June 28 - 15:00 - after failing to find a solution to the missing file we decided to restart the replicas recovery from scratch which was estimated to be done on 29th June Monday 8-9AM - just in time for our peak activity in the helpdesk. Size of the database is 9.1 Tb - this is why it takes a long time.
June 29th (Monday morning) - 7AM - Google Cloud Networking is experiencing an incident in the zone of our cluster (us-east1-c) which puts our Kubernetes cluster into a failed state including our database and it's recovery process is aborted.
June 29th (Monday afternoon) - 15:00 - we manage to recover our cluster and restart the replication recovery process estimated at least 24h because of the increased load.
June 30th (Tuesday afternoon) - 15:10 - full recovery of the replicas and restart of normal operations. At this point the us-main-east1-c cluster is running on degraded capacity (poor performance, disabled statistics and view counts) since June 28th 15:00.

Mitigation plan:

Highest priority: split the database of this shard into smaller shards to improve performance and reduce recovery times.
Medium priority: run all our services into multiple availability zones. For the record: this is the first time in 4 years since we're running on GCP that our us-east1-c networking went completely out. It's an event that we need to prepare for, but it should be very rare.

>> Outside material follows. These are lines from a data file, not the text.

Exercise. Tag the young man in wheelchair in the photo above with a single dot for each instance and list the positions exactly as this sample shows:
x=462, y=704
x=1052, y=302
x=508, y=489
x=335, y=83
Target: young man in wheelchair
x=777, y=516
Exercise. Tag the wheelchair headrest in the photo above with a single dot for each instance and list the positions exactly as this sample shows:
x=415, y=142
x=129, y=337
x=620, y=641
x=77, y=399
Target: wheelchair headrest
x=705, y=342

The more we delay, the bigger the impact will be.

We’re also hiring more site reliability engineers to work on the above problems and more.

I sincerely apologize for the trouble created - we’re doing everything we can to reduce this in the future and we’re taking the availability of our systems. Thank you again for understanding.

Posted Jun 30, 2020 - 22:24 UTC

Resolved

View counts and statistics are now enabled for everyone. Postmortem to follow soon.

Posted Jun 30, 2020 - 22:11 UTC

Identified

We've recovered the base backup and now are replaying the events in the past 24h - it is hard to estimate the completion, will post an update here once it's done. After that we'll be able to re-enable the statistics and view counts.

Posted Jun 30, 2020 - 20:07 UTC

Update

We are continuing to investigate this issue.

Posted Jun 30, 2020 - 14:51 UTC

Investigating

Due to recent downtime events we've temporarily disabled view counts and statistics for some customers to increase the stability of the helpdesk. Unfortunately the recovery process is very slow. ETA: 23h from the time of this message.

Posted Jun 29, 2020 - 19:37 UTC

This incident affected: Helpdesk (Web App).